Juiz de garantias irrita Moro, mas convém a Flávio

Imagem: André Melo/Futura Press

Josias de Souza
Colunista do UOL

Na nota oficial em que manifestou sua contrariedade com o aval dado por Jair Bolsonaro à criação do juiz de garantias, Sergio Moro lamentou: “Não foi esclarecido como o instituto vai funcionar nas comarcas com apenas um juiz (40% do total) e também se valeria para processos pendentes…” O ministro da Justiça não mencionou. Mas um dos “processos pendentes” envolve o senador Flávio Bolsonaro, investigado por suspeita de peculato e lavagem de dinheiro.
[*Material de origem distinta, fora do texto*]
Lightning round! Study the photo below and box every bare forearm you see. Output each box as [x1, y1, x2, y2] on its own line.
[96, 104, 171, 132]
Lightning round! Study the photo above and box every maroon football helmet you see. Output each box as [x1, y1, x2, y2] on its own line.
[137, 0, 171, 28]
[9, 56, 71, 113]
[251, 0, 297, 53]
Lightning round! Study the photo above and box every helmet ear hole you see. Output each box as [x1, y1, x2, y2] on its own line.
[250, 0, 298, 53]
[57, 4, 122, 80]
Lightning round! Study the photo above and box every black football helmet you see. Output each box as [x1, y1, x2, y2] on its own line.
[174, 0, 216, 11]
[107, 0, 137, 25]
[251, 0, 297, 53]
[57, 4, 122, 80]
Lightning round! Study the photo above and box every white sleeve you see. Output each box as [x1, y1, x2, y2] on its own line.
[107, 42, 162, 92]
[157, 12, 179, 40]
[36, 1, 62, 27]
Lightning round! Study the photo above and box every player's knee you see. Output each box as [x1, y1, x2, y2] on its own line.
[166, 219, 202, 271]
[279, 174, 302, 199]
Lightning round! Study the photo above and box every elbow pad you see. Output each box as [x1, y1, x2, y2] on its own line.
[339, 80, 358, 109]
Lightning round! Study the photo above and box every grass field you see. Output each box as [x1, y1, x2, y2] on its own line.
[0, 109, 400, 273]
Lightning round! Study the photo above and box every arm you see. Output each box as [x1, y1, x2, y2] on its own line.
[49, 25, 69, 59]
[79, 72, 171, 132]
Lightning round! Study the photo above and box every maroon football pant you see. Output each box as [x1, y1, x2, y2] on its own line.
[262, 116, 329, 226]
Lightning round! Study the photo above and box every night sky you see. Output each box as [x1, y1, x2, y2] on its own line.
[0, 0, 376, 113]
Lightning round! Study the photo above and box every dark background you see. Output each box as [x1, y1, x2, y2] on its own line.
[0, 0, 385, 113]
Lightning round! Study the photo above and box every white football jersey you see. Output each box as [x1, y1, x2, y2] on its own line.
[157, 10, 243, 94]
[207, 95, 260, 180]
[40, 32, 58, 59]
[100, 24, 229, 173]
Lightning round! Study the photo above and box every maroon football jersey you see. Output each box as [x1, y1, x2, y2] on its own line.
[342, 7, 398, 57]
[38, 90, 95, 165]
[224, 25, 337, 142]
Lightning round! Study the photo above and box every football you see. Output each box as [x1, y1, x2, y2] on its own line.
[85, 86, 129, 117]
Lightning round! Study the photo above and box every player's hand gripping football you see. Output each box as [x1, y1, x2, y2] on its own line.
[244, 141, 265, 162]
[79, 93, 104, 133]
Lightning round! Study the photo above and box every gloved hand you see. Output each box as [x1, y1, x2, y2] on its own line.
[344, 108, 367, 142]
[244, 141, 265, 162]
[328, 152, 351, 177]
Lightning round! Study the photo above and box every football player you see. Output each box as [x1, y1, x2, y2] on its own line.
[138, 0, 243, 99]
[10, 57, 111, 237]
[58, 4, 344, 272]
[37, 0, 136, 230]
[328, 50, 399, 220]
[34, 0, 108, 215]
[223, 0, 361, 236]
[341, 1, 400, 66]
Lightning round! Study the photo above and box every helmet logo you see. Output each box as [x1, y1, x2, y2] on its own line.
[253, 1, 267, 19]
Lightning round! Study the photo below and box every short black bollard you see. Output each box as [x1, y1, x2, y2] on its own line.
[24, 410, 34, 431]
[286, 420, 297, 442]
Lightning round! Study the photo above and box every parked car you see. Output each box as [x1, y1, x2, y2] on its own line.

Chama-se Flávio Itabaiana o juiz que preside, no Rio de Janeiro, o inquérito aberto pelo Ministério Público estadual contra o primogênito do presidente. Na última sexta-feira, Bolsonaro pôs em dúvida a isenção do magistrado. “Vocês perguntaram para o juiz Itabaiana como é que ele quebra 93 sigilos em cinco linhas?”, perguntou o presidente a um grupo de repórteres.

“Fizeram busca e apreensão em casas de pessoas que não tinham nada a ver com isso”, prosseguiu Bolsonaro, inconformado com as batidas de busca e apreensão em endereços ligados a Flávio e ao faz-tudo Fabrício Queiroz. “Arrombaram a loja de chocolate do meu filho. Se tivesse algo errado, não teria sumido? […] Ninguém lava dinheiro em franquia.”

Sancionada na véspera do Natal, a Lei Anticrime entrará em vigor no prazo de 30 dias, em 23 de janeiro de 2020. Se o juiz de garantias valer para aquilo que Moro chamou de “processos pendentes”, abre-se a perspectiva de entrar em cena um segundo magistrado no processo que inquieta a família Bolsonaro. Hoje, o mesmo juiz que supervisiona o inquérito emite a sentença. Com a nova lei, cabe a um outro magistrado decidir se o réu é culpado ou inocente.

Bolsonaro pode negar até o túmulo, mas jamais conseguirá desfazer a impressão de que contrariou a vontade de Moro para atender às conveniências do seu filho Zero Um. Vale para Flávio o mesmo raciocínio que o presidente utilizou quando manifestou o frustrado desejo de indicar o Zero Três Eduardo Bolsonaro para o posto de embaixador do Brasil em Washington: “Pretendo beneficiar um filho meu, sim. Se eu puder dar um filé mignon para o meu filho, eu dou, sim”.

O “filé” servido a Flávio pode estar cru, pois alega-se que o instituto do juiz de garantias carece de regulamentação. Entretanto, em meio à falta de esclarecimentos mencionada por Sergio Moro em sua nota, qualquer náufrago moral está sujeito a confundir jacaré com tronco. A única coisa inconfundível no episódio é a evidência de que, para Jair Bolsonaro, a conveniência dos filhos prevalece sobre todas as coisas.

** Este texto não reflete, necessariamente, a opinião do UOL.